Politically, this represents a significant weakening of consumer — and worker protections. If successful, it could set a dangerous precedent for other industries to lobby for similar blanket immunities, unraveling the regulatory framework that holds corporations to account. For instance, the very battles waged over workers’ rights and safe conditions in factories and labor camps in regions like South Asia or the Middle East – often documented through extensive NGO reporting and, on occasion, wire service investigations – illustrate how easily corporations, even those ostensibly providing ‘progress,’ can push legislative boundaries to minimize operational costs, particularly when robust public oversight falters. It implies a legal double standard where corporate entity takes precedence over individual safety and justice, potentially making it much harder for victims, particularly women and marginalized communities, to seek redress.
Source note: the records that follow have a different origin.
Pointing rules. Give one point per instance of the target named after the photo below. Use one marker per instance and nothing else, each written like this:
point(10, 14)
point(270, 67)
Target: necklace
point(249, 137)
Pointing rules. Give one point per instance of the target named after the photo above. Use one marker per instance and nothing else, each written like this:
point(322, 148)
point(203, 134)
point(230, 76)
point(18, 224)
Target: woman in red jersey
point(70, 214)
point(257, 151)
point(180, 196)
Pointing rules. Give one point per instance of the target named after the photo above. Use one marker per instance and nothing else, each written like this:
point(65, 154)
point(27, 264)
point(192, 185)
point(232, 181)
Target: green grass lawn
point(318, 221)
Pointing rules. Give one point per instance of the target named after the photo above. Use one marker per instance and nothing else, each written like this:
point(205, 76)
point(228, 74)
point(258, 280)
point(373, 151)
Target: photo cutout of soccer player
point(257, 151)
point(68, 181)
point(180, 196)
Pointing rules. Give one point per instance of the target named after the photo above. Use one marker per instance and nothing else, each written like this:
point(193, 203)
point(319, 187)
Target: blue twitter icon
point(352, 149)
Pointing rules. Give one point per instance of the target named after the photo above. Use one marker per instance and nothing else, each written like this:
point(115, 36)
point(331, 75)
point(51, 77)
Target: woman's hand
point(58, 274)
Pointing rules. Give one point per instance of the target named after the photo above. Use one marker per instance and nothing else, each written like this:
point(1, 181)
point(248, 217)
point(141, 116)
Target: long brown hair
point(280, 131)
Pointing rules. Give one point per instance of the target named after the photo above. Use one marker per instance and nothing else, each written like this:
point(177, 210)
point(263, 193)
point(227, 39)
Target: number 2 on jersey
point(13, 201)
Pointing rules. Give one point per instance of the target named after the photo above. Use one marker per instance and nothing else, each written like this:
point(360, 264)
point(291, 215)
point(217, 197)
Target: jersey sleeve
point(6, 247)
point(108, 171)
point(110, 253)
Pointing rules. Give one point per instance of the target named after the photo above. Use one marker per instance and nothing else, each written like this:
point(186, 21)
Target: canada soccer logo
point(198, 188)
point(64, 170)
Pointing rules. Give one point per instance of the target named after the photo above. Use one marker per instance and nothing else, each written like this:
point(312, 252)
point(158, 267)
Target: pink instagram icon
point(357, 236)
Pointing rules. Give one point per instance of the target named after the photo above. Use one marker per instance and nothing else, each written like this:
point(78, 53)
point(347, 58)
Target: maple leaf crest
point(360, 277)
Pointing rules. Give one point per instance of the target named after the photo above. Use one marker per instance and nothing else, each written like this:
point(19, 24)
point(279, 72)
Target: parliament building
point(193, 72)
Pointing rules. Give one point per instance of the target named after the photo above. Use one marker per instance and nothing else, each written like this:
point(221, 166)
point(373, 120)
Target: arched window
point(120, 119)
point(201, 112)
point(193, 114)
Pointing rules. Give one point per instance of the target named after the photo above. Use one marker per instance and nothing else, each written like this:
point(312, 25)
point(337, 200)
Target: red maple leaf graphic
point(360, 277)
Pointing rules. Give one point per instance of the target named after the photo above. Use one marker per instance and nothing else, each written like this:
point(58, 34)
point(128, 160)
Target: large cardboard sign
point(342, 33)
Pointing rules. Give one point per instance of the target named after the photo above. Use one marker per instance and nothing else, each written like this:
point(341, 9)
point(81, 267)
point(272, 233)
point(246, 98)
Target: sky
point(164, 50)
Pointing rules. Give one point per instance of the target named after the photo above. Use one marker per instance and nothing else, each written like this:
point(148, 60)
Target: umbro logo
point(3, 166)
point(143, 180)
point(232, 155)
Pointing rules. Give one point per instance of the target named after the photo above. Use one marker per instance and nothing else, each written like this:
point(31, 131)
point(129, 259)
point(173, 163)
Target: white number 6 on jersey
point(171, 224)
it begs the question of accountability in a digital age. Platforms that facilitate services, derive immense profit, and dictate terms for millions of users effectively operate as monopolies in many locales. To then demand immunity from the adverse outcomes facilitated by their very structure demonstrates a remarkable detachment from social responsibility. The outcome of this particular legislative skirmish could have long-term consequences for how society balances the innovation and convenience of new technologies against the fundamental need for safety and justice. Just think of how a similar lack of regulatory foresight often exacerbates challenges, from online censorship to human rights infringements that silently erase basic freedoms. The power dynamic, you see, is strikingly consistent.